Second, electric energy can be stored in matter in the form of displaced charge. When the electric field \(\vec{E}\) is applied to a dielectric medium, it applies a force on atomic scale charges. Electrons and protons have opposite charge so they are pushed in opposite directions. However, the electrons are still bound to the positive charge nuclei due to the electrostatic attraction and the system acts like a mass on stretched spring. A stretched spring stores mechanical energy. When charges at the atomic scale are displaced from their equilibrium position due to an applied electric field, the material stores electric energy. In this state the material is said to be polarized and is quantified by the polarization vector \(\vec{P}\). The polarization is related to the applied electric field through

\(\vec{P} = \varepsilon_0 \chi_{\textrm{e}} \vec{E}\)

Eq. (1)

where \(\chi_{\textrm{e}}\) is the electric susceptibility and is a measure of how easily a material is polarized in response to an applied electric field. The electric flux density \(\vec{D}\) is the all-inclusive quantity that accounts for both types of stored electric energy. It is most closely related to charge.

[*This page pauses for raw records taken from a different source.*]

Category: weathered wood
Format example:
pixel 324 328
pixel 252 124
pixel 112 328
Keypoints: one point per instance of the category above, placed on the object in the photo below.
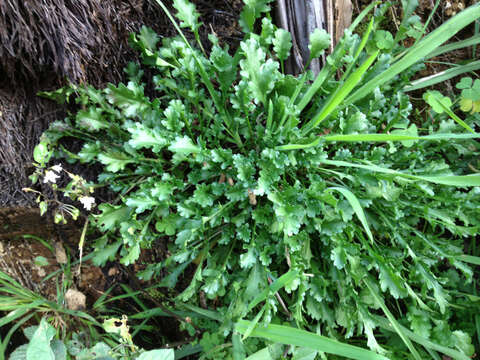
pixel 300 18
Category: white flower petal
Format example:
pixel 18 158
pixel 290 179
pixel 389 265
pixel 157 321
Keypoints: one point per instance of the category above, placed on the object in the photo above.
pixel 57 168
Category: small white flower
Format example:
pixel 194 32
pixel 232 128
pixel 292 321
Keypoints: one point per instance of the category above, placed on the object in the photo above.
pixel 87 201
pixel 57 168
pixel 50 176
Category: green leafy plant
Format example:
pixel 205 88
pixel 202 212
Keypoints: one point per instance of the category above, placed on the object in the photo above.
pixel 319 202
pixel 44 345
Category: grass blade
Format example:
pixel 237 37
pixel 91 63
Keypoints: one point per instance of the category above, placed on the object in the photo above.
pixel 395 137
pixel 442 76
pixel 357 207
pixel 419 51
pixel 273 288
pixel 392 320
pixel 453 180
pixel 475 260
pixel 293 336
pixel 338 96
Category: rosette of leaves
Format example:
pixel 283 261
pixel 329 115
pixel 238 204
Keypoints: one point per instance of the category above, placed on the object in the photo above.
pixel 325 195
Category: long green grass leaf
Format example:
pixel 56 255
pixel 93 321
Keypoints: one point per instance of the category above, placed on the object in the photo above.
pixel 475 260
pixel 357 207
pixel 392 320
pixel 293 336
pixel 419 51
pixel 376 138
pixel 474 40
pixel 338 96
pixel 453 180
pixel 454 354
pixel 395 137
pixel 442 76
pixel 273 288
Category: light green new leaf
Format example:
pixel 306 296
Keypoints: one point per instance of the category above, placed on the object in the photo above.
pixel 187 13
pixel 357 207
pixel 114 160
pixel 293 336
pixel 460 181
pixel 91 119
pixel 144 137
pixel 392 320
pixel 440 104
pixel 111 215
pixel 161 354
pixel 184 146
pixel 39 346
pixel 419 51
pixel 319 41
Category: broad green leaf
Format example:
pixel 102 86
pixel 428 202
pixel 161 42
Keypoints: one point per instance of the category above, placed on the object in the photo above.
pixel 251 11
pixel 59 350
pixel 357 207
pixel 442 76
pixel 111 216
pixel 393 321
pixel 91 119
pixel 440 104
pixel 187 13
pixel 419 51
pixel 282 43
pixel 115 161
pixel 293 336
pixel 39 346
pixel 475 260
pixel 144 137
pixel 261 74
pixel 340 94
pixel 460 181
pixel 387 325
pixel 383 39
pixel 281 282
pixel 41 153
pixel 162 354
pixel 20 353
pixel 41 261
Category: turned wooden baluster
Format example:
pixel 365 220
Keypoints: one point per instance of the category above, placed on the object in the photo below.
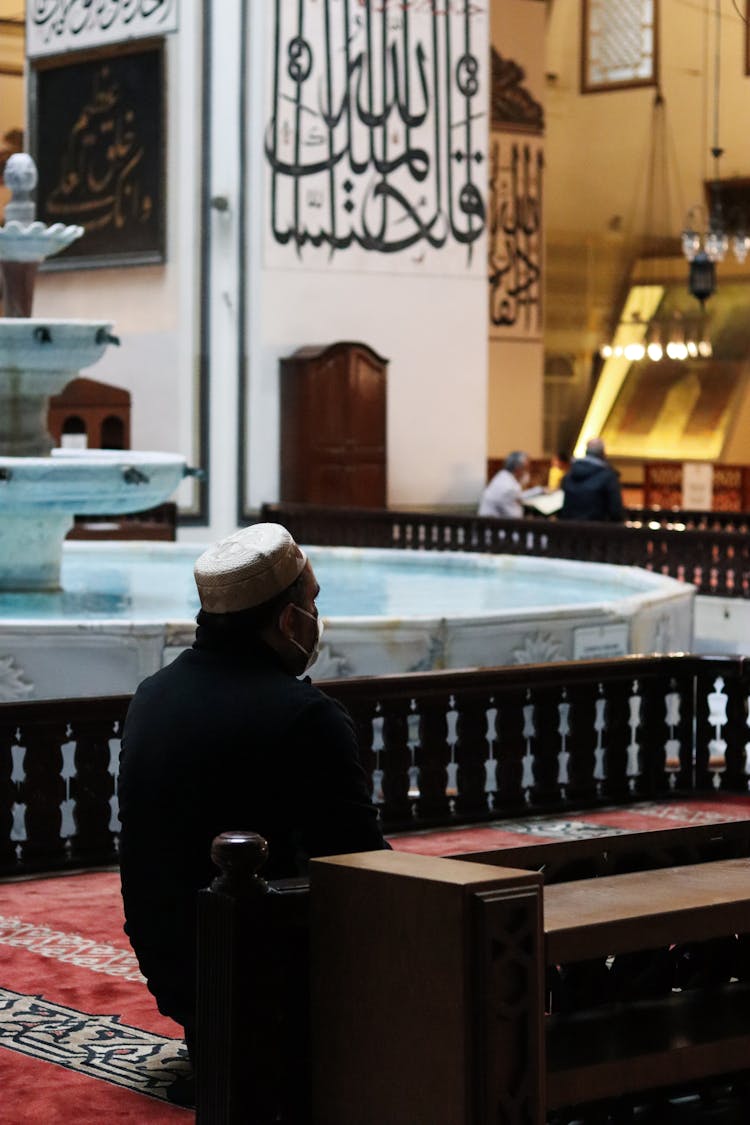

\(\vec{D} = \varepsilon_0 \vec{E} + \vec{P}\)

Eq. (2)

The constant \(\varepsilon_0\) is the vacuum permittivity and simply converts \(\vec{E}\) into the units and scale of \(\vec{D}\). Putting the above two equations together gives

\(\vec{D} = \varepsilon_0\vec{E} + \varepsilon_0\chi_{\textrm{e}}\vec{E} = \varepsilon_0 \left( 1 + \chi_{\textrm{e}} \right) \vec{E}\)

Eq. (3)

The electric flux density \(\vec{D}\) and electric field intensity \(\vec{E}\) are also related through the permittivity \(\varepsilon\). This equation is called the constitutive relation.

\(\vec{D} = \varepsilon \vec{E}\)

Eq. (4)

The permittivity is a very small number and inconvenient to communicate. It is more convenient to communicate in terms of the relative permittivity \(\varepsilon_{\textrm{r}}\), commonly called the dielectric constant. The dielectric constant is always greater than 1.0.

\(\varepsilon = \varepsilon_0 \varepsilon_{\textrm{r}}\)

Eq. (5)

The constitutive relation can now be written in terms of the relative permittivity as

\(\vec{D} = \varepsilon_0 \varepsilon_{\textrm{r}} \vec{E}\)

Eq. (6)

Comparing Eq. (6) to Eq. (3) shows that

\(\vec{D} = \varepsilon_0 \varepsilon_{\textrm{r}} \vec{E} = \varepsilon_0 \left( 1 + \chi_{\textrm{e}} \right) \vec{E}\)

Eq. (7)

This means

\(\varepsilon_{\textrm{r}} = 1 + \chi_{\textrm{e}} \)

Eq. (8)

The relative permittivity is proportional to how well a medium stores electric energy. The ‘1’ in Eq. (8) represents the ability to store electric energy in the field itself. The \(\chi_{\textrm{e}}\) term represents the ability to store electric energy in matter. So the relative permittivity, and in turn the permittivity, is an all-inclusive measurement of how well a medium can store electric energy.

Since the permittivity arises due to something analogous to a mass on a spring, it is a resonant phenomenon. This means the permittivity cannot be a constant. In fact, it is usually increasing with frequency because materials are typically used at frequencies below the resonant frequency. Near resonance, the permittivity can have crazy values and interesting properties, but the material will also be very lossy.